No need for warnings; everything continues to work just fine.

Thoughts?

Forgot the patch.

So this would not address the case of developers intentionally disabling CSS aggregation for a site. It's a bad practice to disable it anyway. And in that case, they should arguably be smart enough: if they have reasons to disable CSS aggregation, they should also be smart enough to update the CDN module's settings.

Finally, every developer should know to use settings.local.php, they should not manually disable it in the UI.

I think the patch in #15 strikes a nice balance between pragmatism and strictness. It just silently ignores CSS file URLs when CSS aggregation is off. It doesn't ever get in your way. It doesn't require you to keep two pieces of configuration in sync. It doesn't require us to start altering other forms with additional validation logic and messages.

Combined with the fact that the CDN module will by default not serve CSS files from a CDN (since #2827998: Add a new default option to the CDN UI: "all files except CSS+JS", and make this the new default of the CDN module, include upgrade path), I think this adequately addresses the majority use case.

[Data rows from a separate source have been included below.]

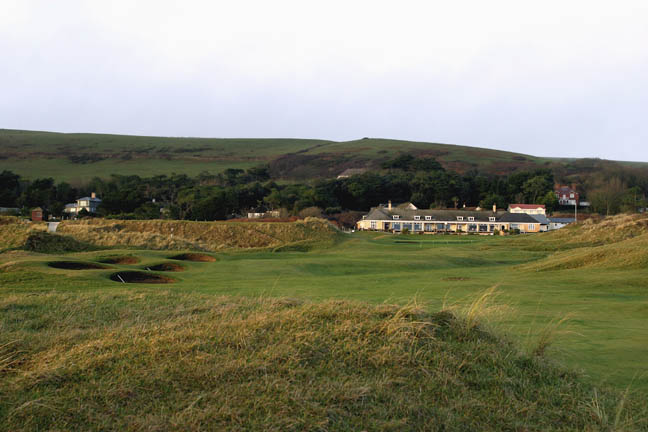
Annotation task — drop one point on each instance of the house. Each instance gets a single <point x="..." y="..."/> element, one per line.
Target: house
<point x="532" y="209"/>
<point x="264" y="214"/>
<point x="37" y="214"/>
<point x="9" y="210"/>
<point x="536" y="211"/>
<point x="568" y="196"/>
<point x="89" y="204"/>
<point x="397" y="219"/>
<point x="351" y="172"/>
<point x="557" y="223"/>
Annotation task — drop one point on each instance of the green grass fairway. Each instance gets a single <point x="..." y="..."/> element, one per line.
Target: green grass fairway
<point x="606" y="335"/>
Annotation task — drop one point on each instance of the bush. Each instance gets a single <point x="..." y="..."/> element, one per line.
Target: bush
<point x="310" y="212"/>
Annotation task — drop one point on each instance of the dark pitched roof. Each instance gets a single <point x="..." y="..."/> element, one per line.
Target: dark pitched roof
<point x="541" y="218"/>
<point x="527" y="206"/>
<point x="382" y="213"/>
<point x="518" y="218"/>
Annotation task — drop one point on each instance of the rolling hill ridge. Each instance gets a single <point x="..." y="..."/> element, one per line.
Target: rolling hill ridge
<point x="79" y="157"/>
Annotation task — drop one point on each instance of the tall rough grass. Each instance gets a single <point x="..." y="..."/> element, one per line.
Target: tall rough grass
<point x="161" y="360"/>
<point x="205" y="236"/>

We can add a warning message in the future if the need arises. But I'd rather not, because it slows things down and gets in the way.

Looks like a very good compromise. Intentionally disabling CSS aggregation for a site means you either have issues to fix that should get you worried or you know what you're doing and you can find workarounds for the CDN module.

Also agreed that settings.local.php is the way to go for sustainable dev mode rather than clicking around. And if you can deal with sites.php, surely you can deal with settings.local.php anyway.

#17 is a compelling reason to go with the patch in #15 IMHO. Also, with #2827998: Add a new default option to the CDN UI: "all files except CSS+JS", and make this the new default of the CDN module, include upgrade path now committed, the need should erode as time goes by.

Excellent, thanks for sharing your perspective, @anavarre!